Training is more than offering a bunch of courses. I have worked with a number of organizations that develop a training budget in January and then in September are in a panic to get it spent by year’s end. Results are usually mixed because there are no clear objectives as to how or what this training is going to do to further the interests of the organization. Employees may have appreciated attending the training sessions but no one is asking the bigger question: “what value has this training provided to your organization?”
Before slipping a number into your budget that you think will meet the need, I suggest that you develop a strategy . Then cost it out in terms of the training delivery cost and more importantly the cost of having your employees off work to attend the training. Your executive team is more likely to support your strategy when they understand how it positively contributes to and impacts the organization.
As the person in charge of the training portfolio you will have to do your research. Carefully review the upcoming year’s strategic plan to suss out whether there are any major change initiatives being planned that will require skill development or change management. The cost of a major change whether it be restructuring, retooling or new systems implementation will greatly overshadow the cost of effective training. And a training strategy linked to this change initiative will be easier to sell to those who hold the company’s purse strings.

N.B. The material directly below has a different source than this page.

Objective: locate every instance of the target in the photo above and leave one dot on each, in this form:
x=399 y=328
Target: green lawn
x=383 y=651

Your research should also include reviewing the 3rd quarter performance management results to search for common gaps and deficiencies in performance. Come up with a training solution and add it to your training strategy.
And don’t forget to check out the climate (employee satisfaction) survey where you will often find useful data on the shortcomings of your organization’s collective leadership. Identify training solutions to coach your supervisors, managers and directors to create a more hospitable work environment where employees become inspired to deliver higher levels of service. These surveys can also identify common communication gaps that are causing unrest among the employees.
Finally determine what training you are equipped to deliver in-house and what will have to be farmed out to external vendors. Is there an opportunity to train internal champions and experts to become effective facilitators particularly for skill development? Is it time to develop a formal mentorship program to share knowledge internally?
These days classroom training is being partnered with eLearning and online learning to create a blended approach to make learning more accessible and in many cases more affordable. But initially, setting up a learning management system can be expensive and require new staffing resources. Is this something that should become part of a multiyear strategic plan for you? Online learning is a great way to provide policy and procedure training and does not need a sophisticated learning management system so it is often a good place to start. Then you can add complexity each year as these new delivery systems prove themselves. This is especially a great sell if your organization works from multiple locations.
Talk to your senior leaders. Set up a meeting with each of them individually and share with them what your research has revealed. Find out if they have needs unique to their Divisions. Ask for their support in getting the budget for your strategy. If you’ve done your homework they will listen.